화학공학소재연구정보센터
Energy & Fuels, Vol.12, No.3, 631-636, 1998
Interactions between a bituminous coal and aromatic hydrocarbons at elevated temperatures
Proton NMR has been used to investigate interactions between a high-volatile bituminous coal and a number of aromatic hydrocarbon additives during heating at elevated temperatures. A coal-additive ratio of 4:1 was used. Coal tar pitch and aromatic hydrocarbons such as anthracene were observed to penetrate the coals at temperatures >200 degrees C and substantially increased the extent to which the coal was mobile at these temperatures.

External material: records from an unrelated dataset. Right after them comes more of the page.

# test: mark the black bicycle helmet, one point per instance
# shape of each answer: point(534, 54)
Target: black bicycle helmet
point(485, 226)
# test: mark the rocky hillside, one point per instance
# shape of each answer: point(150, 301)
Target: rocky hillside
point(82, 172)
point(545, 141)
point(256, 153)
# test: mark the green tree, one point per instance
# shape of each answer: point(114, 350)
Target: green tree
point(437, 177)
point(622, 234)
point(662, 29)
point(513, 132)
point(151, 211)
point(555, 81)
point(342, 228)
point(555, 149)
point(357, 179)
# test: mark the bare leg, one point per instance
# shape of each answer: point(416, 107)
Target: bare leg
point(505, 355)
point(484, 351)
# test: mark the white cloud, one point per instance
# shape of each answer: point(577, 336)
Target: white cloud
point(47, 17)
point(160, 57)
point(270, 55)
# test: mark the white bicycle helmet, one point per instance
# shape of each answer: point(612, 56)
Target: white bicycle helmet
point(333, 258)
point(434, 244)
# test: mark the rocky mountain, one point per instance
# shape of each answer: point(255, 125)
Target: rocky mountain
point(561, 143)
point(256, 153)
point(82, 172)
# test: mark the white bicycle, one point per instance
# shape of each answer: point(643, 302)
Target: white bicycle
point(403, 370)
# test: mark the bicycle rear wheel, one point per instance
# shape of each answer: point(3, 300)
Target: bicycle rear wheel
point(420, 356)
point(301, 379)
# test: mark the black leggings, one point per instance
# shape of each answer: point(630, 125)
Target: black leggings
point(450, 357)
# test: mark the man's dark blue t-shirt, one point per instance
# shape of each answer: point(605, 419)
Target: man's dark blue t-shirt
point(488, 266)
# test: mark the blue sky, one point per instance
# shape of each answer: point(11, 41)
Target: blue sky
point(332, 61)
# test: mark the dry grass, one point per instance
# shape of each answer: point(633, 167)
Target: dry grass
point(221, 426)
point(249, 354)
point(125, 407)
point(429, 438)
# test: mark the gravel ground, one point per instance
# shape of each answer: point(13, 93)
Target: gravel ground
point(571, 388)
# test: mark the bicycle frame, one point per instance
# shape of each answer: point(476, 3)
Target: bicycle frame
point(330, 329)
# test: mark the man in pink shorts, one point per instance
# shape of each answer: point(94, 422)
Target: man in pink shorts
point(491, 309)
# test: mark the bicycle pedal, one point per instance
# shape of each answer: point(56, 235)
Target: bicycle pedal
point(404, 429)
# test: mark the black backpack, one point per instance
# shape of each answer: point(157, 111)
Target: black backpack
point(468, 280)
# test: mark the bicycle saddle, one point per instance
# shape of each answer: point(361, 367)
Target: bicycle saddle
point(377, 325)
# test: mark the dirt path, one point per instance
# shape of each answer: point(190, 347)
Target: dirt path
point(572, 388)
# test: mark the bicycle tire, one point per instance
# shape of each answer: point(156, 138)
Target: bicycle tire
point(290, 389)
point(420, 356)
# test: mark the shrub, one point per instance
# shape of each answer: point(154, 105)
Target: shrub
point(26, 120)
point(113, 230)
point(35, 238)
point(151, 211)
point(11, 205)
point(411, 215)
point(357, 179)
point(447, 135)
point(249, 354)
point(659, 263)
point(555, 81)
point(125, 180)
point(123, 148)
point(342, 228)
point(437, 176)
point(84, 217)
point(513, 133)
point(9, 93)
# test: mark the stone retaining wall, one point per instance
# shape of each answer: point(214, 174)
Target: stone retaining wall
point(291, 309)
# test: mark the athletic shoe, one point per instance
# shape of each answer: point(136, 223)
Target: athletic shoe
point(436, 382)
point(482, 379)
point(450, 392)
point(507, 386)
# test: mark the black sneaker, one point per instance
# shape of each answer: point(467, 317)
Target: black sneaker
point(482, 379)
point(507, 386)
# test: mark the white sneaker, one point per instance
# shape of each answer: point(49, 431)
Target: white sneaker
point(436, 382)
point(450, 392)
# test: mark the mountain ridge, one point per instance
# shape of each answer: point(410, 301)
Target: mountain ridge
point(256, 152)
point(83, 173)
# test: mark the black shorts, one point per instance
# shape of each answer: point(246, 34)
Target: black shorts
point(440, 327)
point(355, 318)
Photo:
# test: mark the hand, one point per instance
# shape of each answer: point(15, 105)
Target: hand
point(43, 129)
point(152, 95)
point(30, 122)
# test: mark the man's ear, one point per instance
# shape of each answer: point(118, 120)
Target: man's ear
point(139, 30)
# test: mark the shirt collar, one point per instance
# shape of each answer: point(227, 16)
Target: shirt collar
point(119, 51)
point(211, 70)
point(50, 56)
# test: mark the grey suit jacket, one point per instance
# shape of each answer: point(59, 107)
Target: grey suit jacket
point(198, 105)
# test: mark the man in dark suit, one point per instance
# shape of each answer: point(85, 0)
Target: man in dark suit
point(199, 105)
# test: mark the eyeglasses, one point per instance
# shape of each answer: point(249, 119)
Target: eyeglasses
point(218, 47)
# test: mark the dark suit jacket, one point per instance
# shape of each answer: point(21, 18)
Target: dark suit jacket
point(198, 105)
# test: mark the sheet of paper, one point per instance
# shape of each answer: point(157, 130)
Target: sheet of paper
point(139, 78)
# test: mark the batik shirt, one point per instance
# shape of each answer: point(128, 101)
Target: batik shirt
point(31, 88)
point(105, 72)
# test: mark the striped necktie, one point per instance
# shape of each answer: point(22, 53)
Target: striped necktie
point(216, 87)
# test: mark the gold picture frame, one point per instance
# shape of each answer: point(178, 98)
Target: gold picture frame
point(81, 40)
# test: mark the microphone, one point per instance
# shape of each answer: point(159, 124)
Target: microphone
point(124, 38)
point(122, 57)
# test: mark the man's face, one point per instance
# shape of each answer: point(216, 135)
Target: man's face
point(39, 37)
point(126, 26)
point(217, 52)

If, after the hydrocarbon had penetrated the coal, the mixture was allowed to cool to room temperature and then was reheated, the extent to which the mixture was mobile was substantially altered. The extent to which the reheated mixture was mobile at 100 degrees C decreased with both increasing molecular weight and increasing polarity of the additive but was not dependent on the melting point of the additive. Studies using deuterated anthracene showed that the coal in these reheated mixtures itself started to become significantly mobile at similar to 150 degrees C, that is, at temperatures at which neither coal nor anthracene alone was mobile. These results are interpreted in terms of a general interaction between the coal and the hydrocarbons that is probably electrodynamic in nature.